Communication skills training for medical undergraduates must be built on a foundation of strong scientific evidence. As a first step, measures of clinical behaviour for intervention research should be considered. It is important to establish measures that are able to determine meaningful change in observed behaviours, as well as demonstrating high inter-rater reliability. Further, improvements in the volume and quality of intervention research are paramount to provide causal knowledge and level one evidence to inform training. There are several areas in which new intervention research should focus attention.
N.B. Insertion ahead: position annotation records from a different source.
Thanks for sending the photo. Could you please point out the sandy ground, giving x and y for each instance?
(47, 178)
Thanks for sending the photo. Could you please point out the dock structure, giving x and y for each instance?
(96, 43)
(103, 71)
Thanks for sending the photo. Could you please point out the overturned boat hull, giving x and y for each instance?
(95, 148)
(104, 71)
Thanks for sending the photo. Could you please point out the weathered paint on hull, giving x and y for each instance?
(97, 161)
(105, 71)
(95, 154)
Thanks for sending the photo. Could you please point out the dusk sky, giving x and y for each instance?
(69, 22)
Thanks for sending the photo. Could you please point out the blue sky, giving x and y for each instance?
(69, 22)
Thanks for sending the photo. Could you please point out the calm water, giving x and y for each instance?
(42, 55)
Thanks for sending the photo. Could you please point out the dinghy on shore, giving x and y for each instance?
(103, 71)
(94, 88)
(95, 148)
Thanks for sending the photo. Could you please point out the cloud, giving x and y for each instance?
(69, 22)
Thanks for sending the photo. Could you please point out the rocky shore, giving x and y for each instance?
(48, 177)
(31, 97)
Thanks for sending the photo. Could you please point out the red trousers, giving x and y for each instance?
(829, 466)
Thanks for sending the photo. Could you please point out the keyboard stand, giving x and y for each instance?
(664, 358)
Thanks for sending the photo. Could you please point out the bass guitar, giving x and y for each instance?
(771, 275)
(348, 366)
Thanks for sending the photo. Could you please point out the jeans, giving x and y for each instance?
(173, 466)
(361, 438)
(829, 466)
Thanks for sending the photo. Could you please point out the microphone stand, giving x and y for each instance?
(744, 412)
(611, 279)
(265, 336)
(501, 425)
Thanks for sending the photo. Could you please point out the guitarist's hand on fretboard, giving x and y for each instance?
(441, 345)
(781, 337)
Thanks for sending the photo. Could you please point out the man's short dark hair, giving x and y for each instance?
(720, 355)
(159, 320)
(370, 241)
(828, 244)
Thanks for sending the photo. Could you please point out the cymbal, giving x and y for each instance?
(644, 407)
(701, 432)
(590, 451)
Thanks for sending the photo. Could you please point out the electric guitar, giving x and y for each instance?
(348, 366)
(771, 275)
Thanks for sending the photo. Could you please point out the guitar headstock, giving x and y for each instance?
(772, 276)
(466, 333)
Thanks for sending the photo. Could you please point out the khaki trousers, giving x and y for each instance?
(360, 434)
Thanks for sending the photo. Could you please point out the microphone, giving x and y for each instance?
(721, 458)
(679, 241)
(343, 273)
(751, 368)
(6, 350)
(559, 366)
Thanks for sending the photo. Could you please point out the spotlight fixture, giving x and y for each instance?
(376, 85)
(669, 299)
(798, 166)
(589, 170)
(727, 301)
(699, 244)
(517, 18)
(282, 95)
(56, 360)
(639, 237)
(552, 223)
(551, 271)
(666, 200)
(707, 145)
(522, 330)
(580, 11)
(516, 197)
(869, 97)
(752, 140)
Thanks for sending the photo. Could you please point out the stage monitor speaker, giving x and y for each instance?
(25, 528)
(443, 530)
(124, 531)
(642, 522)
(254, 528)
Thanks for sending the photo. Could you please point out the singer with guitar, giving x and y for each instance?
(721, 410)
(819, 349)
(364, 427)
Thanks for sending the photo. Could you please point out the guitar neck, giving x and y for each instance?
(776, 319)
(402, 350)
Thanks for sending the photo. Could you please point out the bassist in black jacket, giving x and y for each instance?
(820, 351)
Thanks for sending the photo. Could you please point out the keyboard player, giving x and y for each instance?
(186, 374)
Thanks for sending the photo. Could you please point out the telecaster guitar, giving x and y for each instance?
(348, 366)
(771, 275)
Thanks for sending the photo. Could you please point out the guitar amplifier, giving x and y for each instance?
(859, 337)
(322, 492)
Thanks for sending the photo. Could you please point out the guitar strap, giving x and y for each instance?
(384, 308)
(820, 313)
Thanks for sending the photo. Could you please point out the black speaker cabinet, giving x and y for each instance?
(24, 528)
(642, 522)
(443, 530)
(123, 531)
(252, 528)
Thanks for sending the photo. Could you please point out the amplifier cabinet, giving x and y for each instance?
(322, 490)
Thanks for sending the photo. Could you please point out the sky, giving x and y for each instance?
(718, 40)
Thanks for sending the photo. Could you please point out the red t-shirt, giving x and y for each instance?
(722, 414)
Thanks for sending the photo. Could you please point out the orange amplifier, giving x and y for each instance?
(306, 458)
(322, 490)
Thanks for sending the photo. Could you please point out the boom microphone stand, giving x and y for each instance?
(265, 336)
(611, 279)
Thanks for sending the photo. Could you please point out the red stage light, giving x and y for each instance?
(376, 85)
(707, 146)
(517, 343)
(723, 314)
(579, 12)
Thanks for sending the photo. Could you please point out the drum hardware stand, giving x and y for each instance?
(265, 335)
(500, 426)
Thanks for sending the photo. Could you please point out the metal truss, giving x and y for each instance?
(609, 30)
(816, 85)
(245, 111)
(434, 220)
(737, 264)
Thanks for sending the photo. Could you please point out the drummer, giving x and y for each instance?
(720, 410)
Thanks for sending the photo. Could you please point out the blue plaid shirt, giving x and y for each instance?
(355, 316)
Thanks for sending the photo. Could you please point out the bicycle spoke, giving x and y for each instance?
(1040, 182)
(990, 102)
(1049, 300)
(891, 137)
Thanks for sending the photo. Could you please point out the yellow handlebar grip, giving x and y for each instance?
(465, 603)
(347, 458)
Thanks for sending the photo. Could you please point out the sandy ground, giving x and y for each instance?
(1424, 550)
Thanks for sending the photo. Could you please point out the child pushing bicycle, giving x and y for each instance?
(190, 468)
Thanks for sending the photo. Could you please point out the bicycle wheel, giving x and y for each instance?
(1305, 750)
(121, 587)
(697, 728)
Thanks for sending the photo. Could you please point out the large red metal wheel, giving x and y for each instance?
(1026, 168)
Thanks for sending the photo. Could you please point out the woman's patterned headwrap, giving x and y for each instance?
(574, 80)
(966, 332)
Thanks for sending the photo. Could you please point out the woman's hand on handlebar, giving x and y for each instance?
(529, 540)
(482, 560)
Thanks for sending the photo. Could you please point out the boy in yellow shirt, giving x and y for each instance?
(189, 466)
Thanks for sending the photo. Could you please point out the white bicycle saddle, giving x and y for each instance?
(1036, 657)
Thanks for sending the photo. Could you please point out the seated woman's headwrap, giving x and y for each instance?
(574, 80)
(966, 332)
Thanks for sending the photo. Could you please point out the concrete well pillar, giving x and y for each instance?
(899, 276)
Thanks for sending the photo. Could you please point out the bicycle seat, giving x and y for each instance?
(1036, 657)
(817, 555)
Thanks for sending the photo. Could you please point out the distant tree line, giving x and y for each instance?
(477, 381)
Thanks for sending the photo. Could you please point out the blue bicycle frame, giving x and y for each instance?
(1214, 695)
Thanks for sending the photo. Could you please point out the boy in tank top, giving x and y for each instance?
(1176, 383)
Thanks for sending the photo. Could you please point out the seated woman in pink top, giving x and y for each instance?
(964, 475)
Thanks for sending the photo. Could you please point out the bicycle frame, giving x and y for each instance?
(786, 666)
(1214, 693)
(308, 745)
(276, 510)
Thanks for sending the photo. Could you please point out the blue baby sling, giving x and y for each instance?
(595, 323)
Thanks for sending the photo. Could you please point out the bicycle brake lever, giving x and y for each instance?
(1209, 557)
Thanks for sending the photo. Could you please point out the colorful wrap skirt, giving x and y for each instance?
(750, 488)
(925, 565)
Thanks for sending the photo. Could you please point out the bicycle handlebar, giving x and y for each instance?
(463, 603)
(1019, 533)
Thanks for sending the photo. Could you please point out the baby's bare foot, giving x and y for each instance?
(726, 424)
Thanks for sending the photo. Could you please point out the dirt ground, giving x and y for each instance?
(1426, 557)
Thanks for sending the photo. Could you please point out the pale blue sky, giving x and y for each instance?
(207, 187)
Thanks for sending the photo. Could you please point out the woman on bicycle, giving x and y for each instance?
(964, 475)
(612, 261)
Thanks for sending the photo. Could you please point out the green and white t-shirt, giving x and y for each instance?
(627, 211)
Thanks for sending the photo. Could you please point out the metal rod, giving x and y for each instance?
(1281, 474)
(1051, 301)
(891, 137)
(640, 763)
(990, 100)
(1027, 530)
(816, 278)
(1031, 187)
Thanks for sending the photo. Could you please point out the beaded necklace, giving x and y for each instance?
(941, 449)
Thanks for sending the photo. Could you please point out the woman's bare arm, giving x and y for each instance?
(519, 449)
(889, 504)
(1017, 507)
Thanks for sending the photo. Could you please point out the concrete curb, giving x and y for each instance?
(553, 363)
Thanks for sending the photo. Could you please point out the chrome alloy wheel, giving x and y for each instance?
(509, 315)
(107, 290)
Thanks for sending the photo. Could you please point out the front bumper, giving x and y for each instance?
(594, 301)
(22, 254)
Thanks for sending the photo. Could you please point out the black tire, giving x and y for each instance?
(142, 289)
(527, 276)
Understanding the characteristics/qualities of teachers that are the most successful in skills training may help to enhance transferability of skills to students. For instance, students may be more inclined to respond to the importance of interaction skills if they are taught such skills from a practicing clinician. Examining the cost-effectiveness of interactional skills training could help to inform resource allocation and ensure that teaching these skills has an economic benefit. Understanding when interactional skills should be administered throughout the undergraduate program could assist with course design. It may be reasonably argued that a general focus on interaction skills is introduced in the beginning of the course, with more explicit skills provided in the later years [33]. However, there is a need for evidence supporting that this is the most effective way to impart these skills if this is how they are to be incorporated in the curricula [34, 35]. A focus on information transfer, as well as information gathering is also required. While interaction skills are commonly associated with gathering history and disease information [2,3,4], there is a need to ensure that clinicians are able to adequately and clearly relay information back to their patients. Lastly, there is a need to examine whether skills generalise across time, i.e. from undergraduate, to resident to practicing clinician; and across different clinical settings, such as surgery as well as psychiatry [36]. Researchers should ensure robust methods are used and intervention trials are reported in sufficient detail to allow replication in a real-world setting [37]. Providing standardisation in course administration can help to ensure that all students are receiving adequate training, which is evidence-based and shown to improve real-world application of interactional skills.

Limitations

This review should be viewed in light of several limitations. The restriction of examining literature within the three time periods were selected to provide an overview of the trend of this literature, however, the authors acknowledge that these times periods are relatively arbitrary and are not representative of all the data in this topic area. This review also did not include grey literature, dissertations or policy documents. While this is a potential limitation, it is likely that high quality research would be published in peer-reviewed journals and therefore captured in our search strategy. Furthermore, while this review does not attempt to extract and summarise the findings of the intervention research which was returned, it serves to act as a cue to researchers in the field that there is broad pattern of a lack of rigorous intervention research. It highlights a clear need to increase output and methodological quality in this area as the returned literature indicates that the small number of interventions and lack of standardised measurement would not enable meaningful comparison of the data collected to date. This is a commonly reported short-coming of publications in the Cochrane Database of Systematic Reviews.

Conclusion

Communication skills have been reported to be important within the medical system by researchers, consumers and clinicians. If communication skills continue to be an integral component of undergraduate medical programs, curricula must be informed by best-evidence. Most of the identified studies in this review were descriptive studies, however, descriptive research is not enough to demonstrate which training programs are most effective in improving students’ skills. Furthermore, less than half of the identified intervention studies met rigorous intervention design criteria. Future researchers are tasked with ensuring a more rigorous approach to research in this area is applied, particularly for intervention studies.